This unique coursebook has a number of distinguishing features. First, unlike traditional casebooks with their primary focus on case materials, the text presents a limited number of leading cases, coupled with extensive textual and note material reviewing existing doctrine and exploring unanswered legal and policy issues. Second, the text is current on cutting-edge issues while still paying attention to the fundamentals. Third, the text is both compact and comprehensive.
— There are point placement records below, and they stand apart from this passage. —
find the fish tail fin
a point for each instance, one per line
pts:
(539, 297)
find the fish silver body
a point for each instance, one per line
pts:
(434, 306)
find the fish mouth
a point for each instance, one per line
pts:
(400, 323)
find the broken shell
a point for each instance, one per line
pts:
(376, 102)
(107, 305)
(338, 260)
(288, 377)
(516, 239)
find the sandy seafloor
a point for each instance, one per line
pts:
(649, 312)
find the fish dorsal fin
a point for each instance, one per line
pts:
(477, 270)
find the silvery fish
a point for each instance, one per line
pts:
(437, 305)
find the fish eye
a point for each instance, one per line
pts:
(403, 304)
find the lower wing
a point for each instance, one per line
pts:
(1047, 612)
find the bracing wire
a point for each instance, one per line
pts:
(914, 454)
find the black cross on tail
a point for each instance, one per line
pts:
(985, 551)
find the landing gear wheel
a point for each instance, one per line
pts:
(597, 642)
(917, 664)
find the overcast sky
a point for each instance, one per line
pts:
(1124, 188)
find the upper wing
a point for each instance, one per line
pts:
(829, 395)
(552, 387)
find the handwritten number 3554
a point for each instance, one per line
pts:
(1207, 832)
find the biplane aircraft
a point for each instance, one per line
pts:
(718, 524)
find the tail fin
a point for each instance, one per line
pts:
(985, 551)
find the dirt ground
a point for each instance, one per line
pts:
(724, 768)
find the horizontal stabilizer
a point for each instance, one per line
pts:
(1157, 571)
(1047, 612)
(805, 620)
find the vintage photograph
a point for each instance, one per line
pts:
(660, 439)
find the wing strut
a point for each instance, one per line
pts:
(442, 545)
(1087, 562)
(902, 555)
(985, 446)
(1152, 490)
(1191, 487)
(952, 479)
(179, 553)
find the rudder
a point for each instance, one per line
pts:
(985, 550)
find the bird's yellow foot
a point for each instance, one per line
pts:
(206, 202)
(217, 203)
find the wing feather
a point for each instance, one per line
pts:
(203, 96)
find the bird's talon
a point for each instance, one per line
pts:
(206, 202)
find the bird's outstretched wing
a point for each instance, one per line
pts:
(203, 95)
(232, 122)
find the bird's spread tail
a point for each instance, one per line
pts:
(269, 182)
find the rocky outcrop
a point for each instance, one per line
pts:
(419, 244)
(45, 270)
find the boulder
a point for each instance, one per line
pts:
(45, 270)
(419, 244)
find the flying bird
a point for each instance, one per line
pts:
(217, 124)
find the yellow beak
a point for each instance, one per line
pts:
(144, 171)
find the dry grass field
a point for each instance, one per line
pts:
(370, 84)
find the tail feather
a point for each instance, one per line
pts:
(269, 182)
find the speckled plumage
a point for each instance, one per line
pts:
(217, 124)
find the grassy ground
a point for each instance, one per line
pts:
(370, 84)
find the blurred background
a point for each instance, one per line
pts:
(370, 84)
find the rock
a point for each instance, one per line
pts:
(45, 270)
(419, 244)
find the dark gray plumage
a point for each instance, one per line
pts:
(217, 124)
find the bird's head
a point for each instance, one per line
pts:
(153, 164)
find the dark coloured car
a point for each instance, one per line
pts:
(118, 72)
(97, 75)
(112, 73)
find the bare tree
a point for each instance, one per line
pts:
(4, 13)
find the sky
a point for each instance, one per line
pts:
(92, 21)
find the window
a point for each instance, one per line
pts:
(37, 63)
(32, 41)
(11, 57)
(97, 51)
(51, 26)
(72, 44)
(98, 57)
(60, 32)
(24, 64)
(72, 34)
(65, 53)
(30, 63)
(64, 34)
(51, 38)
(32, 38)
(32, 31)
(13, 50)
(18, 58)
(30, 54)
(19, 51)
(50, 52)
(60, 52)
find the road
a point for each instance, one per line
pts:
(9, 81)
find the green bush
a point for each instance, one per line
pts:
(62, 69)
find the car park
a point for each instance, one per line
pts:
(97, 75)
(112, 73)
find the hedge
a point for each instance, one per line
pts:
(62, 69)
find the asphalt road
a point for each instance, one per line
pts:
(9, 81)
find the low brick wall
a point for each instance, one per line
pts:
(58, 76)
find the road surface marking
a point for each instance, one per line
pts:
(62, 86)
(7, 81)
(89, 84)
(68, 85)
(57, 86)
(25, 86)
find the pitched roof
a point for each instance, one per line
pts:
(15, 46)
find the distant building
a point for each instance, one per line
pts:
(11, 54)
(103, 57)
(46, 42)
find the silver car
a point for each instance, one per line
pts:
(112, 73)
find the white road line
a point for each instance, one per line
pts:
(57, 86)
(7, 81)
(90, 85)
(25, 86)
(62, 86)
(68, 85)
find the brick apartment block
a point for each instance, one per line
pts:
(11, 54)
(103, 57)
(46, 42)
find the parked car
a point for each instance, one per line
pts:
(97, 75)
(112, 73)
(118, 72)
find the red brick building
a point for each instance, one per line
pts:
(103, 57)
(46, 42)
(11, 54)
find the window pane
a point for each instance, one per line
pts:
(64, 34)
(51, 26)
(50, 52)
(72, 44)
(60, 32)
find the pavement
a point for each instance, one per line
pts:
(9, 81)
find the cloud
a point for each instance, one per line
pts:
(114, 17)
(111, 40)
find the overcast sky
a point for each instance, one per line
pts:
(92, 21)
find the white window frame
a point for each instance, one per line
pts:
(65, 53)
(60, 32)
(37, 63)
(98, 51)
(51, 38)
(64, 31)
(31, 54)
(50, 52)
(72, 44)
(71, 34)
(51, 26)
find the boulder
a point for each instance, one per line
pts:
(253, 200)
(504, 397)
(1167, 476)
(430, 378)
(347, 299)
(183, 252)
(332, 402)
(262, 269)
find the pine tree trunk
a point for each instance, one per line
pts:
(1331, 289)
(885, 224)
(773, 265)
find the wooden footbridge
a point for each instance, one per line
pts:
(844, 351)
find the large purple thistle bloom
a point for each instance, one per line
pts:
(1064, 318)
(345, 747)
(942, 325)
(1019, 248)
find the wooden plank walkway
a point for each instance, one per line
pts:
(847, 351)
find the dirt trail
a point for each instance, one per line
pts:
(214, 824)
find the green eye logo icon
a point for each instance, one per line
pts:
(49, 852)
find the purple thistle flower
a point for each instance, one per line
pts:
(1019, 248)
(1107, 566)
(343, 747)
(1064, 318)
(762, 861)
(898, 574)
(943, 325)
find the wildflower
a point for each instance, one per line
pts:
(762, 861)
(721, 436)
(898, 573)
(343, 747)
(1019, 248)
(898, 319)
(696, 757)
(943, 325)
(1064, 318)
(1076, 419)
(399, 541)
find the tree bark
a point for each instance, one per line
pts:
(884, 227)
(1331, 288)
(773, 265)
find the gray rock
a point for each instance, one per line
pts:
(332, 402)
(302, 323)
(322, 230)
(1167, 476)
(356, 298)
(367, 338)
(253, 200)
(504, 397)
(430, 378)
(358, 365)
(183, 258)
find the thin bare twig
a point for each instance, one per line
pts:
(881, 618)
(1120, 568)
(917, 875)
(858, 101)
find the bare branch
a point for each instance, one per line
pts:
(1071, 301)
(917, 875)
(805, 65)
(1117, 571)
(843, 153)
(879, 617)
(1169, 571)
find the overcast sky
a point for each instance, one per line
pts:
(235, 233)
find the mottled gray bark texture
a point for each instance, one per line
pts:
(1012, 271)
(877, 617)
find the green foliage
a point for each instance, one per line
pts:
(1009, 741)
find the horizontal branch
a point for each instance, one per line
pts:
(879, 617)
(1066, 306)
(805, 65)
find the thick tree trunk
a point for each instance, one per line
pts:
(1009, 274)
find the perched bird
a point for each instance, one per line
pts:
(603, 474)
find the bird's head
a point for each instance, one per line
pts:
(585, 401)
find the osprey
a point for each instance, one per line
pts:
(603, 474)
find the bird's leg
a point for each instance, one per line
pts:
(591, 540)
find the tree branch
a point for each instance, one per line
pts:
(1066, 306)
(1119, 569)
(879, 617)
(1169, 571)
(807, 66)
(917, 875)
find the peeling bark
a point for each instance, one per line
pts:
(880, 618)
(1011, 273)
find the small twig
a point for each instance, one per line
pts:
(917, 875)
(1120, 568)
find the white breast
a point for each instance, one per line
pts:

This text aims to be state-of-the-art in the field of complex litigation and is designed for use in ether two- or three-unit courses.
In addition to structural issues, such as Internet jurisdiction, the use of "minimal diversity" as a basis for federal jurisdiction, and mechanisms for the coordination of overlapping federal and state litigation, the text contains in-depth discussion of: The most recent developments in class action practice under Federal Rule 23; appointment and compensation of lead and class counsel; operation of the multidistrict statute; choice of law issues in multijurisdictional cases; and preclusion issues raised by complex cases, including limits on the use of non-party preclusion under the Supreme Court's decision in Taylor v. Sturgell.
The text also examines core aspects of the complex litigation process itself, including judicial management of the pre-trial process, the conduct and control of discovery with a focus on the burgeoning field of electronic discovery including metadata, and mechanisms for disposing of cases without trial, including comprehensive treatment of the Supreme Court's recent decisions facilitating dismissal of cases on the pleadings, and the increasing prevalence of arbitration and waivers of class arbitration.
A comprehensive Teacher's Manual is available to professors.
This book also is available in a three-hole punched, alternative loose-leaf version printed on 8.5 x 11 inch paper with wider margins and with the same pagination as the hardbound book.